Usted está aquí: jueves 2 de agosto de 2007 Opinión Bellas durmientes

Margo Glantz

Bellas durmientes

El misterio atrae al erotismo: la casa donde duermen las bellas durmientes, en la novela de Kawabata, es silenciosa y secreta, conviene a quienes lo frecuentan, hombres viejos cuya virilidad ha declinado, su identidad masculina depende de una sexualidad activa. La vejez presupone, si aceptamos la visión de Kawabata, una existencia entre paréntesis: quienes llegan a viejos han alcanzado un estado de reposo corporal, sin perder el deseo.

El deseo los mantiene vivos, pero les produce un gran dolor y una enorme vergüenza. Eguchi, el protagonista, advierte que las jóvenes que prestan sus servicios son vírgenes y, como sus partenaires, deben estar en completo reposo, el placer físico literal se ha abolido: los viejos no pueden hacer el amor y aunque pudieran hacerlo lo tienen prohibido dentro del establecimiento. Su placer es bíblico, reposan al lado de una jovencita desnuda a quien se le ha administrado un poderoso narcótico: la sume en un sueño parecido a la muerte.

La relación entre un viejo que ya no es un hombre y una joven drogada previamente impide establecer cualquier ''contacto humano''.

''Después de haber entrado a la casa, resintió algo por lo menos extraño (...) La horrible decrepitud de los lamentables viejos que frecuentaban la casa amenazaba con alcanzarlo tambien a él dentro de muy pocos años.''

En resumen lo antierótico: la impotencia, la inmovilidad, ¿la feminización?, es más, la condición marginal definitiva, pues sin virilidad, ¿lo humano? se cancela. ¿No se burlaba de ello Bataille en su texto sobre el dedo gordo del pie, convirtiéndolo en el símbolo mismo de la erección? ''Eguchi no tenía, a su edad -explica Kawabata- el menor deseo de tener una experiencia desagradable con una mujer. Había llegado a la mansión y estos eran los pensamientos que le asaltaban en ese momento crítico: ¿No había venido a ese lugar a buscar el absoluto en medio del horror de la vejez? (...) El amigo que le había proporcionado la dirección era un hombre de ese tipo, un viejo que había dejado de ser hombre".

Una rígida codificación sexual estatutaria: el cuerpo masculino pasivo parece un contrasentido, se mira con horror, la pasividad sexual en un hombre es políticamente incorrecta, vergonzosa y debe mantenerse secreta. La potencia viril en cambio se exhibe, forma parte de un rito colectivo y funciona dentro de grupos de poder siempre masculinos: históricamente, los samurai, ahora, los gángsters, por ejemplo los de las películas de Takeshi. Más inquietantes aún son los tatuajes llamados irezumi, sofisticado arte popular japonés; cubre enteramente los cuerpos, sobre todo el de los hombres, cuyo promedio de vida es menor al normal: el cuerpo tatuado respira con dificultad y la pintura utilizada puede muchas veces contener veneno: el tatuaje dura lo que la virilidad, es una escritura corporal, la glorificación de la carne como un medio para alcanzar la espiritualidad.

Pero, sobre todo, una exaltación de la fuerza física, la erección fascinante, el dominio de lo fálico, la superioridad guerrera, el triunfo de la genitalidad masculina.

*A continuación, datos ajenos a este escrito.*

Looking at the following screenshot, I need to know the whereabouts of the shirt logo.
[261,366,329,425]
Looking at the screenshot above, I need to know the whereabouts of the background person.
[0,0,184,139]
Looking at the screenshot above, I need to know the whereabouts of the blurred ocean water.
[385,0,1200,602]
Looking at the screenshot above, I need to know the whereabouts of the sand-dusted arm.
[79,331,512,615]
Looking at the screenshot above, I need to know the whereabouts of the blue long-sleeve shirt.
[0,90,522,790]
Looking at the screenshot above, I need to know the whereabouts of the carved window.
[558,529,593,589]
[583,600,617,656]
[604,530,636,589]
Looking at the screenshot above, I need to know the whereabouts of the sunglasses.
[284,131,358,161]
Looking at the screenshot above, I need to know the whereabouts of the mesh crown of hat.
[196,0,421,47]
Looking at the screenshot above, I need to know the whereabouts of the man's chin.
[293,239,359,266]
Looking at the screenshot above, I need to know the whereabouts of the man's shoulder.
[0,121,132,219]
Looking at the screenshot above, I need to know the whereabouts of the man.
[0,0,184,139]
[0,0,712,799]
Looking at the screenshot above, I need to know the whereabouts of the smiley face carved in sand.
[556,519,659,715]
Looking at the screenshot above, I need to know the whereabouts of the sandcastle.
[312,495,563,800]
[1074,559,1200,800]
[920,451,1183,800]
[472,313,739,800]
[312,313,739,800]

¿Por qué sería entonces La casa de las bellas durmientes una novela erótica? Los clientes duermen y sueñan, recuerdan su juventud, se acercan a la muerte; definitivamente, no son activos:

''Eguchi cerró la puerta con llave y, separando un poco la cortina, miró a la joven dormida. No era un sueño fingido, se podía oír la respiración clásica de quien duerme profundamente. La belleza de la joven lo dejó sin aliento. Pero no sólo su belleza era imprevista, también su juventud. Estaba frente a él, extendida del lado izquierdo y solamente se veía el rostro descubierto; su cuerpo era invisible, tendría a lo sumo apenas 20 años. Eguchi sintió como si un corazón nuevo desplegara sus alas dentro de su pecho."

Es evidente, la virilidad de Eguchi renace, y por ello intenta penetrar el cuerpo sin resistencia en su total pasividad; el hombre muy experimentado en lances sexuales y aún potente se detiene ante la obvia virginidad de la joven. El deseo ha resurgido, pero ''el otro'', en este caso, la muchacha dormida, no puede responder a ese deseo. Enfrentado a la angustia de tener a su lado un cuerpo femenino anónimo, intercambiable, Eguchi comprueba en carne propia que el placer puro, en bruto, instintivo, va ligado a un concepto de virilidad, siempre sujeto en lo social, diría Freud, al complejo de castración, en este caso ampliamente confirmado por la reciente experiencia.